A room devoid of furniture, except for a cassette player mounted on a wooden stool. I lie here, exhausted after a long, uneventful day. She sits across the room, facing me, having smoked half of her cigarette. She loves this song, she said she always wanted to kiss me to this song. I wait for her to remember her promise, till then, I look at her simmering in her beauty. Aware of the magic she makes, aware of the forts that have turned to ruins without the influence of her presence.

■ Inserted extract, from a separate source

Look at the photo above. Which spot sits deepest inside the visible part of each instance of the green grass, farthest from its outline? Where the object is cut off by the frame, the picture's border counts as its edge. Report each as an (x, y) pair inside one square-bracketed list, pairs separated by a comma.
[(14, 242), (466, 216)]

“I heard an unhappy ending
It sort of sounds like you leaving”

She takes in a long drag, fills her lungs up with lethal smoke, exhaling softly these clouds of nonchalance infused with a throaty laugh. A cigarette dangling from the valley between her index and middle finger, her hair pulled away haphazardly from her face with an overused hair-tie, just one rebellious strand touching the nape of her neck, right where I imagine placing my lips, only to inhale the redolence of sweet alyssum from behind her ear.

“You look like you’ve been for breakfast
At the Heartbreak Hotel”

She notices me looking at her intently; like a predator, waiting ever-so-patiently for the right moment to pounce upon its prey, ripping it apart, devouring it bit by bit, first skin, then flesh, then soul. She adjust her T-shirt so that it covers her bare body down to the mid of her thighs, and draws an inhale that lasts a little more than two seconds, must be thinking of something I wish I knew about. Holding conversations with her is a chore because I never know what to say in reply to her colourful stretches of silence; I have grown to accept these wisps of smoke that escape her sanguine lips as answers to all the untitled poems I’ve written to her.

“If you’re gonna try and walk on water
Make sure you wear your comfortable shoes”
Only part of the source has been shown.